Probing Pre-trained Auto-regressive Language Models for Named Entity Typing and Recognition
This work addresses the problem of reducing annotation costs for NER in diverse textual settings, though it is incremental as it builds on existing meta-learning and pre-trained model approaches.
The paper tackled the challenge of named entity recognition (NER) and typing (NET) across varied genres and new entities by using pre-trained auto-regressive language models in a meta-learning setup, achieving fair performance especially for regular or seen names, with results showing that name irregularity can be an exploitable cue and foreign words have the most negative impact.

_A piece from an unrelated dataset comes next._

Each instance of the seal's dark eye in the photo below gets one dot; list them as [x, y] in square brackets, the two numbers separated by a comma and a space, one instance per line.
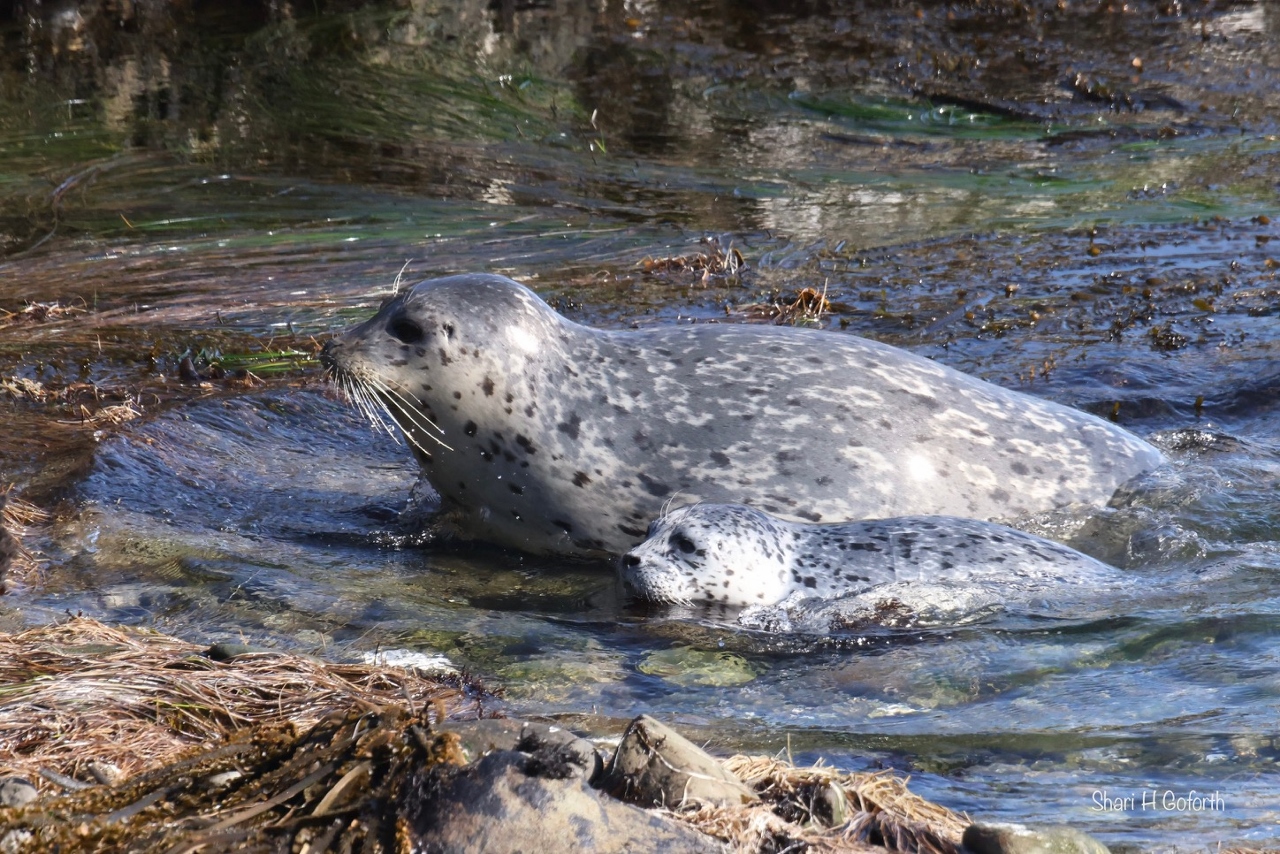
[405, 329]
[682, 543]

Despite impressive results of language models for named entity recognition (NER), their generalization to varied textual genres, a growing entity type set, and new entities remains a challenge. Collecting thousands of annotations in each new case for training or fine-tuning is expensive and time-consuming. In contrast, humans can easily identify named entities given some simple instructions. Inspired by this, we challenge the reliance on large datasets and study pre-trained language models for NER in a meta-learning setup. First, we test named entity typing (NET) in a zero-shot transfer scenario. Then, we perform NER by giving few examples at inference. We propose a method to select seen and rare / unseen names when having access only to the pre-trained model and report results on these groups. The results show: auto-regressive language models as meta-learners can perform NET and NER fairly well especially for regular or seen names; name irregularity when often present for a certain entity type can become an effective exploitable cue; names with words foreign to the model have the most negative impact on results; the model seems to rely more on name than context cues in few-shot NER.